In der Wissenschaft, Politik, in Gewerkschaften und unter Journalistenverbänden herrscht Einigkeit, dass die Prekarisierung im Journalismus angekommen ist. Ursächlich sind Veränderungen wie die Digitalisierung und rückläufige Erlöse, die Medienunternehmen vor finanzielle Herausforderungen stellen und zur Profitmaximierung durch Einsparungen veranlassen. Bisher existieren nur wenige empirische Arbeiten zur Prekarisierung. Zudem beschäftigten sie sich hauptsächlich mit der Situation freiberuflicher Journalisten. Ziel dieser Masterarbeit war es daher zu untersuchen, wie Journalisten in unterschiedlichen Beschäftigungsformen Prekarisierung wahrnehmen und welche Auswirkungen sich für ihre Arbeitspraxis, die Qualität der Arbeit, das journalistische Selbstverständnis, das Berufsfeld und die Funktion des Journalismus ergeben.
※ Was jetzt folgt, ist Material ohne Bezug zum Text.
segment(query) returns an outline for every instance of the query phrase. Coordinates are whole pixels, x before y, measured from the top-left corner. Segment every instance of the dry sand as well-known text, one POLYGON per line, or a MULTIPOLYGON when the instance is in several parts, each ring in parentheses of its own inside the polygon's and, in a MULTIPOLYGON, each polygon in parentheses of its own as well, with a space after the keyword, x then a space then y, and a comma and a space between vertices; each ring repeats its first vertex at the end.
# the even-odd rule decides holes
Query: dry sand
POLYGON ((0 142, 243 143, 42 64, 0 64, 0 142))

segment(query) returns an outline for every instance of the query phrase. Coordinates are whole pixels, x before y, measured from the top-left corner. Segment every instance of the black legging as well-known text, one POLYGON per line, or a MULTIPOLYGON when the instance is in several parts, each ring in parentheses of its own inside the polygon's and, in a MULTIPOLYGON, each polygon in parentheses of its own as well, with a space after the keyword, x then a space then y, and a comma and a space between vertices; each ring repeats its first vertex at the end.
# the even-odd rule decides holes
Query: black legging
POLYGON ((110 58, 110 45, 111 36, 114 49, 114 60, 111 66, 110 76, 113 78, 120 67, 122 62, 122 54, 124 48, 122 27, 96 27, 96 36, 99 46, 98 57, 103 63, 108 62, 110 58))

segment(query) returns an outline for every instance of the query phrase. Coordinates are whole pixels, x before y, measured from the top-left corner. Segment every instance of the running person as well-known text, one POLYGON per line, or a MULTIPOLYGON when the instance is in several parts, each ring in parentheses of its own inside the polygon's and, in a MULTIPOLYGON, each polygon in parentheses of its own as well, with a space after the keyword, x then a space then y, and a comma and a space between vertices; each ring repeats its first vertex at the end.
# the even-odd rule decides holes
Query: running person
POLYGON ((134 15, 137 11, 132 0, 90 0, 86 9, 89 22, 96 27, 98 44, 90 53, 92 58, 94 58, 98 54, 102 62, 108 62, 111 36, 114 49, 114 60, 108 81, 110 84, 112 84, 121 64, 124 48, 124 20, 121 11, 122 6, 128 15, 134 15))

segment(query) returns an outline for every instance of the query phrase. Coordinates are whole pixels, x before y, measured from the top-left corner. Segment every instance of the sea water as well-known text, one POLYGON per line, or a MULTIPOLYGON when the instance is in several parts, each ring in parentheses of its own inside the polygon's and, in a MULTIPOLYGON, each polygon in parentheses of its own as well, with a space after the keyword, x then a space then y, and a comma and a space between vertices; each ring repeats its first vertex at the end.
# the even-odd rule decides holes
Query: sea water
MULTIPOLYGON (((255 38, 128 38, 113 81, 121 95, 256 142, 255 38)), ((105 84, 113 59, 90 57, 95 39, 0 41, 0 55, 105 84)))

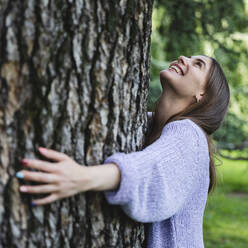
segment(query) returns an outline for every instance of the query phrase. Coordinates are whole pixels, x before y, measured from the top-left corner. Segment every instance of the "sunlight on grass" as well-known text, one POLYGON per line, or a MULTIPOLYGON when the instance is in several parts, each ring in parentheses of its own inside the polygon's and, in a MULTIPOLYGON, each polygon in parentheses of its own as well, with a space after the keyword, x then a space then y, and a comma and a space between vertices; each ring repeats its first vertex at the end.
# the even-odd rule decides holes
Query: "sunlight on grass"
POLYGON ((248 161, 221 159, 218 184, 209 196, 204 214, 206 248, 246 248, 248 244, 248 161))

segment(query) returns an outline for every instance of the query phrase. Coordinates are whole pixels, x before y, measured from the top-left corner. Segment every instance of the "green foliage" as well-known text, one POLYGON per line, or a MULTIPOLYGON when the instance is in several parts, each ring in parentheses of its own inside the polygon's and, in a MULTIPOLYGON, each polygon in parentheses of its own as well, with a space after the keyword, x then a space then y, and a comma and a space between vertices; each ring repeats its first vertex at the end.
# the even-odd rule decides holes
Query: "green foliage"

Da Prekarität als subjektive Erfahrung und vielschichtiges Konstrukt verstanden wird, liegt der Arbeit eine qualitative Studie zugrunde, in deren Rahmen leitfadengestützte Interviews mit sechszehn Journalistinnen und Journalisten bei öffentlich-rechtlichen und privaten Medienunternehmen in Deutschland geführt wurden.
Die Auswertung der Interviews ergab, dass die Befragten eine Vielzahl an Prekarisierungstendenzen wahrnehmen. Diese beziehen sich insbesondere auf die Vergütung, finanzielle Absicherung, beschäftigungsformabhängige Leistungen und Sicherheiten sowie auf das zunehmende Arbeitspensum und -tempo. Dem entgegen steht die Liebe zum Beruf, die als Kompensator prekärer Arbeitsbedingungen fungiert. Weiterhin hängt die Prekaritätswahrnehmung von der selbstbestimmten Wahl der Beschäftigungsform, der Lebenssituation und dem Alter der Befragten ab. Mit familiären Verpflichtungen und zunehmendem Alter gewinnen finanzielle und arbeitsrechtliche Aspekte sowie die Beschäftigungssicherheit an Bedeutung, sodass die Freiberuflichkeit und befristete Beschäftigungsverhältnisse prekärer wahrgenommen werden.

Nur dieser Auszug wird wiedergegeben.